1. Set up the prerequisites to run the test.

2. Run the test.

3. Assert the result.

If anything else is needed, you probably have a too complex system that needs refactoring in order to bring down the complexity of your tests. Complexity in your tests will hurt you in several different ways. The most common is that your test will fail even before touching the SUT because the initialization logic assumes conditions of the SUT that might change during refactoring.

Fixing a complex test takes time, because it takes time to understand the test. Most often, it is better to delete a failing complex test than trying to fix it. Even if its fixed, there is a high probability that it will fail soon again.

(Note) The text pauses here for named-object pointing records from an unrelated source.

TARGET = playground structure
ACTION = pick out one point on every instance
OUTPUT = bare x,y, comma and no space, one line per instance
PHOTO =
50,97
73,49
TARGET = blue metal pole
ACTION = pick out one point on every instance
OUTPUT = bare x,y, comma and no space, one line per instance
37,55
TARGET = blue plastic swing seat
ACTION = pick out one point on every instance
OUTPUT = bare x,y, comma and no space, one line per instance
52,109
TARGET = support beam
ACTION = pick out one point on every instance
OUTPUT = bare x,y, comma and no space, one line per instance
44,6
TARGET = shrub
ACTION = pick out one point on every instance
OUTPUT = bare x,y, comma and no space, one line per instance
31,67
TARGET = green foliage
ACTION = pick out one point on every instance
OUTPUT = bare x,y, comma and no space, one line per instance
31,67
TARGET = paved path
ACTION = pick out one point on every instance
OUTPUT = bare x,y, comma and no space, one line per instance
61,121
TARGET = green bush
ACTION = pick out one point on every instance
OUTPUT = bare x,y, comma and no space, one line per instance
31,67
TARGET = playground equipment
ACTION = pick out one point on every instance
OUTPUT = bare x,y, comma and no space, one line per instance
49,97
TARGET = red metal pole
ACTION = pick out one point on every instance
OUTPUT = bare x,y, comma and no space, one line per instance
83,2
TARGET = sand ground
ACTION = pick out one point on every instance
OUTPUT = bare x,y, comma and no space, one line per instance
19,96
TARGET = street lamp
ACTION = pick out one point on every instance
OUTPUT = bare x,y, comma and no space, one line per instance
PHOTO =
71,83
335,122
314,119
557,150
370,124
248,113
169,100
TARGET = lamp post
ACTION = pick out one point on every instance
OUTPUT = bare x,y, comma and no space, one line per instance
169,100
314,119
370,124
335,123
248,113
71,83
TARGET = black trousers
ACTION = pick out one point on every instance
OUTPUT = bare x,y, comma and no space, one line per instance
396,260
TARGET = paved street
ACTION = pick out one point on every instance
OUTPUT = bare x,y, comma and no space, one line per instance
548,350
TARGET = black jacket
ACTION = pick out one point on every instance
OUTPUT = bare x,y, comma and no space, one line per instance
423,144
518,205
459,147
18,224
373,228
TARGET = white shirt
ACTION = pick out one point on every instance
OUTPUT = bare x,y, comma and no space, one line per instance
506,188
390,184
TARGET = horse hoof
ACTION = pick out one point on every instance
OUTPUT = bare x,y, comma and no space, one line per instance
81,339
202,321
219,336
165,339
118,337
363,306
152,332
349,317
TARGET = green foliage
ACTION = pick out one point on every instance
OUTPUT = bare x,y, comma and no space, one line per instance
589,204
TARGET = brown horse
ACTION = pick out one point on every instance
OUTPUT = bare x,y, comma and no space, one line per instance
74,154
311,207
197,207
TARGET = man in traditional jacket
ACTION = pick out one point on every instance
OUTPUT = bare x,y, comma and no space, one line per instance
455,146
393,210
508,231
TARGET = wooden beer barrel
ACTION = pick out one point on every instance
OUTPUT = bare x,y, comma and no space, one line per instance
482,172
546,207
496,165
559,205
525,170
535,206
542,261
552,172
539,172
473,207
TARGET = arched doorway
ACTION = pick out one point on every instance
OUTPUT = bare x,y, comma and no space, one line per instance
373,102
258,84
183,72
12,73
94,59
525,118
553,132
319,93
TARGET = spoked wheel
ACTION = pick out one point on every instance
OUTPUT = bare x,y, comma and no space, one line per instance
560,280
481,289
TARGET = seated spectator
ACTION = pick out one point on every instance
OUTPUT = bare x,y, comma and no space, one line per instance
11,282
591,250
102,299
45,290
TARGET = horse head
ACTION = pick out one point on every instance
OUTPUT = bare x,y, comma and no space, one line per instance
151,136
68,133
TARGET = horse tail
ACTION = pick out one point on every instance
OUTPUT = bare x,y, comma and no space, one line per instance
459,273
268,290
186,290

This leads us to the complexity of the test making it cost more than you actually gain in value. This means that we shouldn't write tests that are complex. Instead, we should stop in our tracks and ask ourselves how we can refactor the SUT in order to avoid the complexity.

Summary

In this chapter, we have been looking at the Ten Commandments for writing good test suites. Following these Ten Commandments is hard. It is a struggle to work with the limitations in order to produce even better test suites that provide more value than they cost. But if you follow these commandments, you will be falling into the pit of success, making it a struggle to fail.

This concludes the end of this book. We have been looking into how you can benefit from F# when writing high-quality code that is covered by tests. I have been showing how functional programming plays into the unit testing role and how we can benefit from the paradigm in order to make our test suites stronger and more robust.

I hope that you have enjoyed reading this book as much as I have enjoyed writing it, and I hope that you found it valuable in your path to great test suites and bug-free applications.